TERZO SET: ZVEREV NON TREMA – Il turning point è nel quarto game, quando Djokovic si trova a dover fronteggiare due palle break dopo aver affossato malamente un diritto (15-40). Sulla prima, il rovescio di Zverev è lungo; ma sulla seconda il serbo casca sul terreno che dovrebbe essere a lui favorevole, sbagliando in lunghezza un rovescio in manovra durante uno scambio dal fondo che si era allungato. Zverev sale 3-1 e servizio e conferma il break aiutandosi con la prima palla (4-1). Nole sale 4-2 tenendo il servizio a zero, ma è nei turni di battuta di Alexander che ora si gioca la partita: è noto come Sascha in simili circostanze a volte ceda mentalmente e in effetti il tedescone concede palla del contro-break regalando col diritto. Però Nole gli dà una mano, forzando in modo inopportuno col diritto: la palla è lunga. Zverev tira un sospiro di sollievo anche nel punto seguente, quando, chiamato a rete dal serbo, vede il suo passante di rovescio sfilare fuori (non era facilissimo, per la verità). Infine, con una prima vincente Sascha si assicura la possibilità di servire per il match (5-2). Djokovic tiene il servizio in un gioco facile e interlocutorio (5-3) e si arriva al momento della verità: Zverev stavolta non trema, serve bene, comanda il gioco e arriva a tre match point quando un recupero di Djokovic sfila lungo. E porta a casa il match alla sua maniera, con un ace centrale. Il braccio di ferro lo vince Sascha, il bell’abbraccio a rete è una degna conclusione.

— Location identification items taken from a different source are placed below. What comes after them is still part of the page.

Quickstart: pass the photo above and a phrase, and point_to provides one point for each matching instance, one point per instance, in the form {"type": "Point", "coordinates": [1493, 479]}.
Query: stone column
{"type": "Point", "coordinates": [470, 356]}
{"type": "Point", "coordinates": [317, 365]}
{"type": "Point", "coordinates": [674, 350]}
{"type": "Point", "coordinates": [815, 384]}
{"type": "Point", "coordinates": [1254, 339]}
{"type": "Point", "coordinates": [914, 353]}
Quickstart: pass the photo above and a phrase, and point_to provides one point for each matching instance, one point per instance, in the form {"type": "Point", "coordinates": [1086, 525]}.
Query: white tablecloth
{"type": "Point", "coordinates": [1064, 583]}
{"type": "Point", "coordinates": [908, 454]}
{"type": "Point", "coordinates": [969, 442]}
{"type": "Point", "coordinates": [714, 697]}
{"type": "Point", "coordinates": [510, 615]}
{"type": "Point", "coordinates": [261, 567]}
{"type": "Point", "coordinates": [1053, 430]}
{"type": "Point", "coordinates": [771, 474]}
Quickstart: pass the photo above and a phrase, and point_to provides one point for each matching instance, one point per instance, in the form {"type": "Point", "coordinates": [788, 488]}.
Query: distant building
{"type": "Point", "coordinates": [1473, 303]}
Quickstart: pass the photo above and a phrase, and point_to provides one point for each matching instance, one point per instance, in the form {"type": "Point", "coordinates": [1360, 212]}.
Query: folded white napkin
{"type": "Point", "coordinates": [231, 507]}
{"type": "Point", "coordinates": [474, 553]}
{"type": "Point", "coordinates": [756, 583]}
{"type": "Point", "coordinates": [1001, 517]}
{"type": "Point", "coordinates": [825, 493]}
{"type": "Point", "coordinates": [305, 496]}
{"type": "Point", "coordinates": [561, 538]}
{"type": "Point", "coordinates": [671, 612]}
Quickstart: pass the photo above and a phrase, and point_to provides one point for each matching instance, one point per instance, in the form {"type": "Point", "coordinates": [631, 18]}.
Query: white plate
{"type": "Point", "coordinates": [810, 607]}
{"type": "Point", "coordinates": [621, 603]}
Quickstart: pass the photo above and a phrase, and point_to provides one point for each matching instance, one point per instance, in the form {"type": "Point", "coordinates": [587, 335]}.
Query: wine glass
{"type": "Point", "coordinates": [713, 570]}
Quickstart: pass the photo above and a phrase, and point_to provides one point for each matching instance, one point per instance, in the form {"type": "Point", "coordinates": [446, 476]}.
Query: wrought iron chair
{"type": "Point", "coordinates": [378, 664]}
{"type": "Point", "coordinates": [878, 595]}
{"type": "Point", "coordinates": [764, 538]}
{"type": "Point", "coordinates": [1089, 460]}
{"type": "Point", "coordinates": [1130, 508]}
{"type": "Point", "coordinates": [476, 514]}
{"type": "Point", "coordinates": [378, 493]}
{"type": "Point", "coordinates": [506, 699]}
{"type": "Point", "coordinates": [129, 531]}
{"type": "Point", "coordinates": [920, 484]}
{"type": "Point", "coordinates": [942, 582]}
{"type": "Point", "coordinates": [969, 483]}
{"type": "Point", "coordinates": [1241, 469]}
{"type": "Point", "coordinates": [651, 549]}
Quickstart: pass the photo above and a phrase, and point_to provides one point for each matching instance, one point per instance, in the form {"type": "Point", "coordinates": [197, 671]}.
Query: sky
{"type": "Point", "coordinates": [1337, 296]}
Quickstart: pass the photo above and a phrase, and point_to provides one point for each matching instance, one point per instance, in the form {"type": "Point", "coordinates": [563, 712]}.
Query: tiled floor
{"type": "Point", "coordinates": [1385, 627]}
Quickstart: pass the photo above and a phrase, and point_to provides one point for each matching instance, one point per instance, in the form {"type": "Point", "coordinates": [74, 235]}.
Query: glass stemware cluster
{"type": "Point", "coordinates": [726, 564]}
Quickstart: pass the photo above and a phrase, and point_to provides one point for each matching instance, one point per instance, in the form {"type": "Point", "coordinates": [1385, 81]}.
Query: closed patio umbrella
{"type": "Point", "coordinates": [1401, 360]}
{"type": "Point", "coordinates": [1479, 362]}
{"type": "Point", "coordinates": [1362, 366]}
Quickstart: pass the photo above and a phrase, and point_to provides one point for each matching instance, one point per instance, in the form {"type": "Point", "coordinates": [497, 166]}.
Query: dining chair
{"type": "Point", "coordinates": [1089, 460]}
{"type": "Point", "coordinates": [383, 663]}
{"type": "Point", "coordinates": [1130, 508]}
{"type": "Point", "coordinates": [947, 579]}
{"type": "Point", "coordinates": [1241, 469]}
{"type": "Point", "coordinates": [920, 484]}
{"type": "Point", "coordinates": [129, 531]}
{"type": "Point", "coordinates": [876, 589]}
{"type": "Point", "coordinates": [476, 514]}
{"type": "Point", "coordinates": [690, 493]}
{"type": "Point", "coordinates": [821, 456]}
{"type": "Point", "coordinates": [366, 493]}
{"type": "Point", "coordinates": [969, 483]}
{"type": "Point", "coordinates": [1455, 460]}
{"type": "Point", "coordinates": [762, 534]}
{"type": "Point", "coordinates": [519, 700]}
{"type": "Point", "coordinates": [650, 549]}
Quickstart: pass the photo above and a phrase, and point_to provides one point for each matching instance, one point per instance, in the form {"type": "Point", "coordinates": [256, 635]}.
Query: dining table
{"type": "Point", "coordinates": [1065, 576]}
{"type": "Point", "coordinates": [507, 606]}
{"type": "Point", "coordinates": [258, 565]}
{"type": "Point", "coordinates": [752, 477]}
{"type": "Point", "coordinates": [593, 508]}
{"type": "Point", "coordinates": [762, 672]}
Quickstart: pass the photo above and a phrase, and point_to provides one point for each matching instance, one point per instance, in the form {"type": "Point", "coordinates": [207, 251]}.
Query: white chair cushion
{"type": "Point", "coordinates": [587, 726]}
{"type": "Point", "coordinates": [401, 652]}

LE PAROLE A CALDO – A caldo, ai microfoni di Diego Nargiso, Zverev ha voluto fare un tributo a Djokovic: “A volte ci si dimentica tutto quello che Novak ha raggiunto. Abbiamo giocato cinque volte quest’anno e voglio dargli un tributo. E’ un giocatore pazzesco, il migliore di tutti i tempi, nessuno merita rispetto più di lui. La finale con Medvedev? Sarà una grande partita e spero che il pubblico sia dalla mia parte! Io sono il campione olimpico, lui ha vinto lo US Open, cercheremo di dare vita al miglior show possibile”.